- Field legal Investigation
Any foreign applicant seeking to list its shares on KRX must appoint a Korean law firm and a foreign law firm. If the applicant uses a holding company organization, a foreign applicant must appoint a law firm where its subsidiary company is in operation and where its holding company is located. To do this, the company should first select a Korean law firm which would oversee legal issues surrounding the listing on KRX, and then other law firms with the assistance from the Korean law firm.
The law firm in a country where a foreign company is located (a country of foundation, if it’s a holding company) starts legal due diligence on the foreign applicant. The purpose of the legal due diligence is to prepare arrangements necessary for successful listing, analyze risks for investor protection, study legal issues in the relevant countries and issue the legal opinion. To do this, the current status of shareholders, key assets, articles of incorporation and relevant regulations, corporate governance status and trading with stake-holders are usually examined for due diligence. Financial and accounting areas are reviewed by the lead manager and accounting firms. Once the first legal due diligence is completed by the law firm in a foreign country, the Korean law firm will start its review and proceed with field investigation.
- Amendment of the Articles of Incorporation
KRX requires a foreign applicant to include mandatory items in articles of incorporation to the extent available under the law of the jurisdiction of the foreign firm for Korean investors’ protection. Such mandatory items usually include requirements for convening shareholders meeting, site of the shareholders meeting, appointment of external directors and auditors, preemptive rights, rights of inspection on books and records, minority shareholders’ rights, merger, capital reduction and transfer of business. In addition to revising the articles of incorporation, a foreign applicant needs to revamp its internal regulations including board operation rules, internal controls, regulations on stake holders trading, information disclosure rule, audit committee and non-executive director’s candidate committee, etc.

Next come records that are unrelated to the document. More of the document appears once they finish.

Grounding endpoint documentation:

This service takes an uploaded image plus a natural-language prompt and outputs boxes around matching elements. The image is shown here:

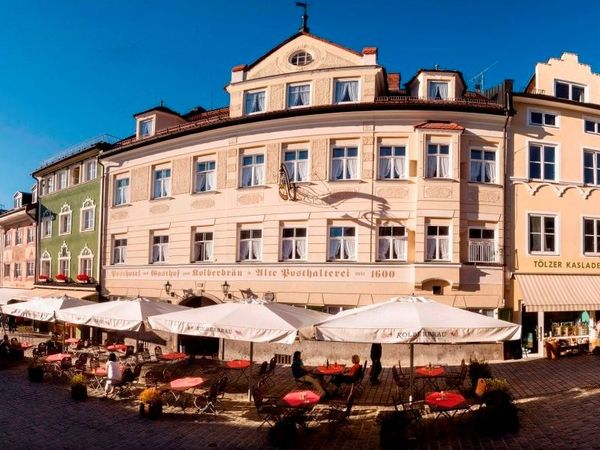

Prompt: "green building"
[32,138,110,296]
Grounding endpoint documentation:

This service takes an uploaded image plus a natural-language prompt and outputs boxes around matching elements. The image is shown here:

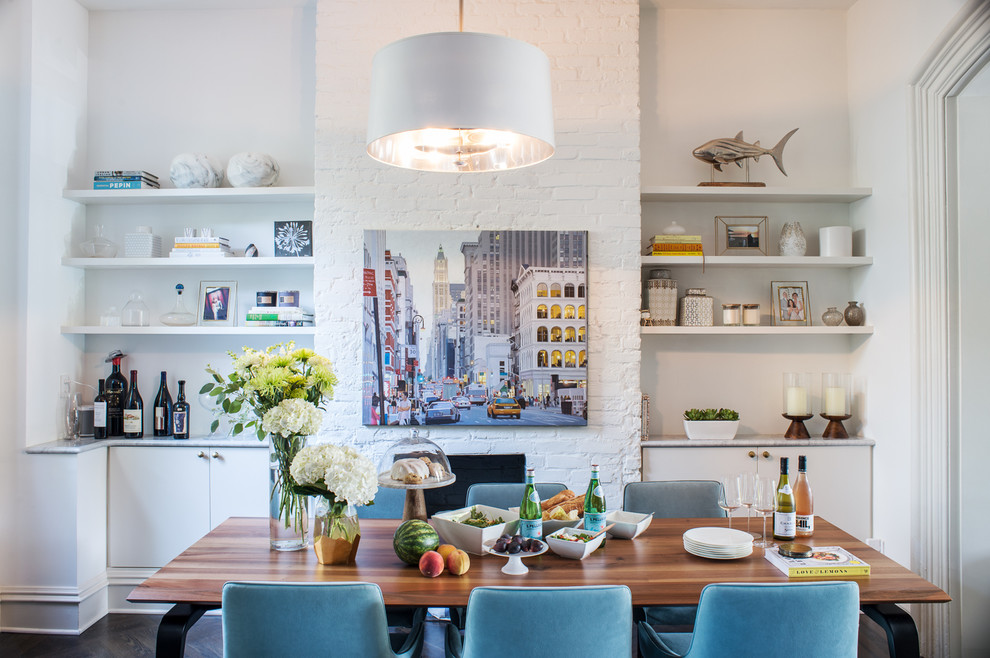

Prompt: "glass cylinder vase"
[268,434,309,551]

- Corporate Governance Structure
Except for foreign companies listed on KRX designated exchanges for at least three years, a foreign applicant for listing on KRX is required to organize a board of directors and appoint independent directors. The board of directors should be organized in a way ensuring decision making free from the influence of the largest shareholder. The independent directors constitute one fourth or more of the total number of directors (listed companies with assets totaling 2 trillion KRW or more are required to appoint independent directors constituting the majority of the board). Foreign companies must also appoint full-time statutory auditors in addition to the board of directors. If an audit committee is established instead of these full-time auditors, all members of the committee must serve as independent directors. Accordingly, three independent directors must be appointed. In the event a foreign company has engaged in transactions with its largest shareholders or affiliated companies, or is likely to do so, an insider trading committee must be introduced to ensure the fair trade system. The insider trading committee should be composed of a majority of independent directors.